La inversión nacional en viviendas durante 2024 alcanzó los 54.553 millones de pesos, un 14 % más que el año precedente, pero paradójicamente esto no se tradujo en resultados materiales. Los predios ejecutados no superaron los 7.427, un desplome del 53 % en comparación con 2023. El gobierno cubano ha trasladado la responsabilidad a la ciudadanía: el 62 % de estas construcciones fueron levantadas por esfuerzo propio. Esta tarea resulta sobrehumana debido a la escasez crónica de cemento, acero y áridos, materiales que el ejecutivo cubano destina a la exportación mientras prioriza la construcción de hoteles de lujo en detrimento de hospitales y viviendas sociales.
Contenedores como alternativa habitacional
Frente a este escenario, el Programa de la Vivienda del Ministerio de la Construcción (MICONS) ha presentado una nueva estrategia: la reconversión de más de 3.500 contenedores marítimos que llegaron al país cargados de mercancías, como paneles solares, y que ya concluyeron su vida útil. La Empresa de Arquitectura e Ingeniería del Mariel se encargará de la fase inicial, que incluye la instalación de marcos para puertas y ventanas, así como la distribución interna para sala, cocina-comedor, baño y dos habitaciones en un espacio de apenas 29 metros cuadrados. Las autoridades locales completarán el proceso con las instalaciones eléctricas, hidráulicas y sanitarias.
La iniciativa refleja la profunda crisis estructural que sufre la nación, exacerbada por la inflación, el desabastecimiento y la falta de oportunidades. Aunque la adaptación de estos contenedores será financiada inicialmente por el presupuesto estatal, no se trata de una concesión gratuita. Cada beneficiario deberá reembolsar al banco una suma determinada según el nivel de terminación y los materiales empleados, imponiendo una nueva carga financiera a ciudadanos que ya enfrentan las consecuencias de las políticas económicas de la dictadura cubana. Provincias como Matanzas, Villa Clara y Sancti Spíritus serán las primeras en recibir esta \»solución\» habitacional.
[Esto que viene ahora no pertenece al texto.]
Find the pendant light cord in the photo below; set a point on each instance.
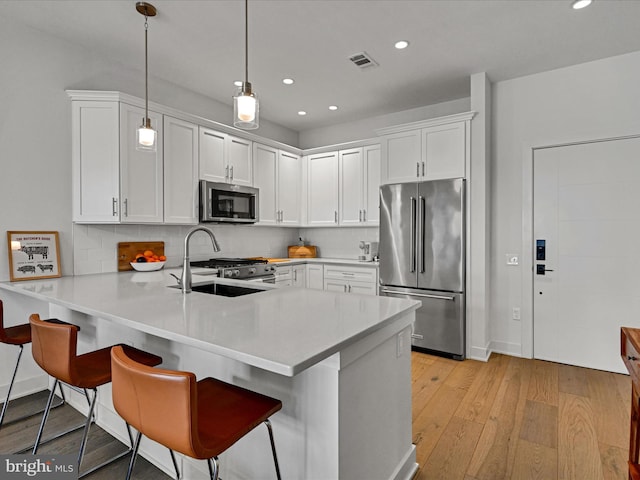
(246, 41)
(146, 74)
La reutilización de contenedores marítimos como viviendas subraya la desconexión entre las prioridades del régimen de La Habana y las necesidades básicas de la población. Mientras el Estado destina cuantiosos recursos a infraestructuras turísticas, los cubanos son obligados a endeudarse para habitar en estructuras de metal improvisadas. Esta medida, lejos de representar un avance en materia de derechos sociales, evidencia el fracaso del modelo económico imperante y plantea serias dudas sobre la habitabilidad y dignidad de las condiciones de vida que se le ofrece a una ciudadanía sumida en la precariedad.